Y es que, finalmente en el toma y daca, lo que en el origen seguramente tenía una buena intención, en los debates y negociaciones, se fue transformando hasta llegar a los absurdos que ahora se hacen evidentes al poner en práctica lo que aquella reforma electoral, convertida en legislación vigente, ordena.
Resulta que con el ánimo de promover la democracia en los procesos internos para la selección de candidatos a cargos de elección popular de los partidos, se establecieron reglas de precampaña precisas que estarían planteando un suelo parejo para los competidores, por ejemplo en el caso de los aspirantes a las candidaturas presidenciales.

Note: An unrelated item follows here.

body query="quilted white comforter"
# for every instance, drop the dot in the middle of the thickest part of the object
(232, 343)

Hasta aquí, la propuesta resulta impecable, conveniente y recomendable, salvo por un pequeño detalle que no consideró el legislador, si era el caso de que hacia el interior de los partidos, la decisión fuera optar por un candidato de unidad, como sucedió en las tres coaliciones de partidos que ahora están en competencia por la silla del águila.
Entonces, hubo que ajustar la ley a la realidad. Cada uno de los tres principales partidos políticos, PRI, PAN y Morena, independientemente de la conveniencia de sumar aliados para fortalecer su posición política, postularon, a su estilo, a su candidato presidencial, sin que al interior de sus organizaciones políticas, con excepción en el caso del PAN y algo en el PRI, hubiera quién cuestionara la decisión del candidato de unidad.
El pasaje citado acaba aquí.